Pavlopoulos, G. A., Baltoumas, F. A., Liu, S., Selvitopi, O., Camargo, A. P., Nayfach, S., et al. (2023). Unraveling the functional dark matter through global metagenomics. Nature, 622(7983), 594-602. doi:10.1038/s41586-023-06583-7.


Cite as: https://hdl.handle.net/21.11116/0000-000E-16A1-3
Abstract
Metagenomes encode an enormous diversity of proteins, reflecting a multiplicity of functions and activities1,2. Exploration of this vast sequence space has been limited to a comparative analysis against reference microbial genomes and protein families derived from those genomes. Here, to examine the scale of yet untapped functional diversity beyond what is currently possible through the lens of reference genomes, we develop a computational approach to generate reference-free protein families from the sequence space in metagenomes.

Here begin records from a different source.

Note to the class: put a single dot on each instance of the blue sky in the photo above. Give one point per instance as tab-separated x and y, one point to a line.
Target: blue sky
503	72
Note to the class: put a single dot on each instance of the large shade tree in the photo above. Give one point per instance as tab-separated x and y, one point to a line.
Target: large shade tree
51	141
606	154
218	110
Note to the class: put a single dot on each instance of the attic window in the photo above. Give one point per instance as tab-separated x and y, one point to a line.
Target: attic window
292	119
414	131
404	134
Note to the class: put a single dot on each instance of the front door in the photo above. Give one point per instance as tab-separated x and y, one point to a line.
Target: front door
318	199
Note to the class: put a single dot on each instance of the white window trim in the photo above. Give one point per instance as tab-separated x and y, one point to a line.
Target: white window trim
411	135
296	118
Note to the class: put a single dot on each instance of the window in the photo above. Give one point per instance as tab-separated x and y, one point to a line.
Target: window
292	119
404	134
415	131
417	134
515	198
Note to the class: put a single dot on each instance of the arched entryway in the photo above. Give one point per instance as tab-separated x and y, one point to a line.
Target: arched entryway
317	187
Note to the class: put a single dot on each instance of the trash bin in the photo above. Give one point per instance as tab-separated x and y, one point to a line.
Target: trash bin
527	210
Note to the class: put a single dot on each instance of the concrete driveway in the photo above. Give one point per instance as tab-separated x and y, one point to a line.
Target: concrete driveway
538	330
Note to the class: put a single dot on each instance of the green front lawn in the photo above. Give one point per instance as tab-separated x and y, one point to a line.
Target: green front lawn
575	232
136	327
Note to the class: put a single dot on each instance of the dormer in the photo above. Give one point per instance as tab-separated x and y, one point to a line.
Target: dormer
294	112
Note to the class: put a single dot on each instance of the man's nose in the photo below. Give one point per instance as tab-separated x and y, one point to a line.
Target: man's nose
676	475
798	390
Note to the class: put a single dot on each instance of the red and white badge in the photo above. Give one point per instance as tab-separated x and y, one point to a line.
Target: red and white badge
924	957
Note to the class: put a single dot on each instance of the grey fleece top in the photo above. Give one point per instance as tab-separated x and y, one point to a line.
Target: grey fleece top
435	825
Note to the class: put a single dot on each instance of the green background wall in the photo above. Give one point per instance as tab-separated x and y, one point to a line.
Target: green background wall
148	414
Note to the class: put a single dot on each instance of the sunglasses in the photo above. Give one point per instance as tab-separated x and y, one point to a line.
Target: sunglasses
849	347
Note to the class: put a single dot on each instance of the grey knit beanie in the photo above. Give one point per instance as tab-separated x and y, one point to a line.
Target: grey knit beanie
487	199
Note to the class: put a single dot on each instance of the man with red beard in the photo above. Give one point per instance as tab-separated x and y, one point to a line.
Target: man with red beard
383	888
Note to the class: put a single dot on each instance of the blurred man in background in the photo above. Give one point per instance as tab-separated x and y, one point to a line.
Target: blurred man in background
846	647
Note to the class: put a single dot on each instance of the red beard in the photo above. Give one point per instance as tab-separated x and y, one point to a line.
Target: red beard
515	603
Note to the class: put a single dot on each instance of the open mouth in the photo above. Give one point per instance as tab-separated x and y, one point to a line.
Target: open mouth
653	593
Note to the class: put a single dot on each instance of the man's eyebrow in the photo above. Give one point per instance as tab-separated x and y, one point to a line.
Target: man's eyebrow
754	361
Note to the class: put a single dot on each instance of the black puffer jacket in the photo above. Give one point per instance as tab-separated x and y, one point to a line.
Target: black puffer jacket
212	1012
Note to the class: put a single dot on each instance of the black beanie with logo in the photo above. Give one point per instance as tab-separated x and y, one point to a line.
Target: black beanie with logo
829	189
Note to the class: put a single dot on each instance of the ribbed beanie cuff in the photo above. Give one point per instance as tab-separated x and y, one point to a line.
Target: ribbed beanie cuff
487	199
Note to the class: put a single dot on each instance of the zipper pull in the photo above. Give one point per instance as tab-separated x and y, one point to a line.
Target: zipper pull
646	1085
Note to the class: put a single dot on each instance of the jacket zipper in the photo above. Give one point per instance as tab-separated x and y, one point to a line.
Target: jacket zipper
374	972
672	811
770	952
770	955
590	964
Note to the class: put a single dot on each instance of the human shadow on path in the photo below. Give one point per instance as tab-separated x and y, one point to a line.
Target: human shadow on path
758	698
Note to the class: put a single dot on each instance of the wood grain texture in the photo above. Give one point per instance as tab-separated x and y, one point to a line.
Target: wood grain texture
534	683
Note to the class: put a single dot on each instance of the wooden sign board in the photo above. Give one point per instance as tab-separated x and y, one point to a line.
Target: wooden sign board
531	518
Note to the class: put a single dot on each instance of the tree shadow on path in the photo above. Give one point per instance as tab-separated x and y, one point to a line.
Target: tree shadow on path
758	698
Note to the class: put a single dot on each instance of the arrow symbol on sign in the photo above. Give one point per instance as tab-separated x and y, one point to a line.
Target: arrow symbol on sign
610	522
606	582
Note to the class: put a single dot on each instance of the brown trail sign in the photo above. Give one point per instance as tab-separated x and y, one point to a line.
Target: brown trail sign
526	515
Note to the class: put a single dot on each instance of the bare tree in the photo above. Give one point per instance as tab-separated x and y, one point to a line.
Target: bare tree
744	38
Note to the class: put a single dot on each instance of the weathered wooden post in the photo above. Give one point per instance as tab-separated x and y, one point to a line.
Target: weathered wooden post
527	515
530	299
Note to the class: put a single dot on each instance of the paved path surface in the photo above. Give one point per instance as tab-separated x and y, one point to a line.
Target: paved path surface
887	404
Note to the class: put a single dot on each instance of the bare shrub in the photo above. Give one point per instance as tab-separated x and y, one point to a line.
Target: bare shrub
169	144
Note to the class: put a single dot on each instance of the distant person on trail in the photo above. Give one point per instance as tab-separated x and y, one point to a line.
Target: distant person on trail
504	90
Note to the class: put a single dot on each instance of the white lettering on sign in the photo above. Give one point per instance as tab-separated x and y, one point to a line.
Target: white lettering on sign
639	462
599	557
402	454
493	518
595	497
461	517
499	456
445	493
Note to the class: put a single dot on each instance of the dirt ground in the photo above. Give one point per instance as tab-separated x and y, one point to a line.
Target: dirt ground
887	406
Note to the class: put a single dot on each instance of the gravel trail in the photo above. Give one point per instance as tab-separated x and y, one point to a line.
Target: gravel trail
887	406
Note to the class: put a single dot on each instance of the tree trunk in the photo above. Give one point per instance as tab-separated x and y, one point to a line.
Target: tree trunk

We analyse 26,931 metagenomes and identify 1.17 billion protein sequences longer than 35 amino acids with no similarity to any sequences from 102,491 reference genomes or the Pfam database3. Using massively parallel graph-based clustering, we group these proteins into 106,198 novel sequence clusters with more than 100 members, doubling the number of protein families obtained from the reference genomes clustered using the same approach. We annotate these families on the basis of their taxonomic, habitat, geographical and gene neighbourhood distributions and, where sufficient sequence diversity is available, predict protein three-dimensional models, revealing novel structures. Overall, our results uncover an enormously diverse functional space, highlighting the importance of further exploring the microbial functional dark matter.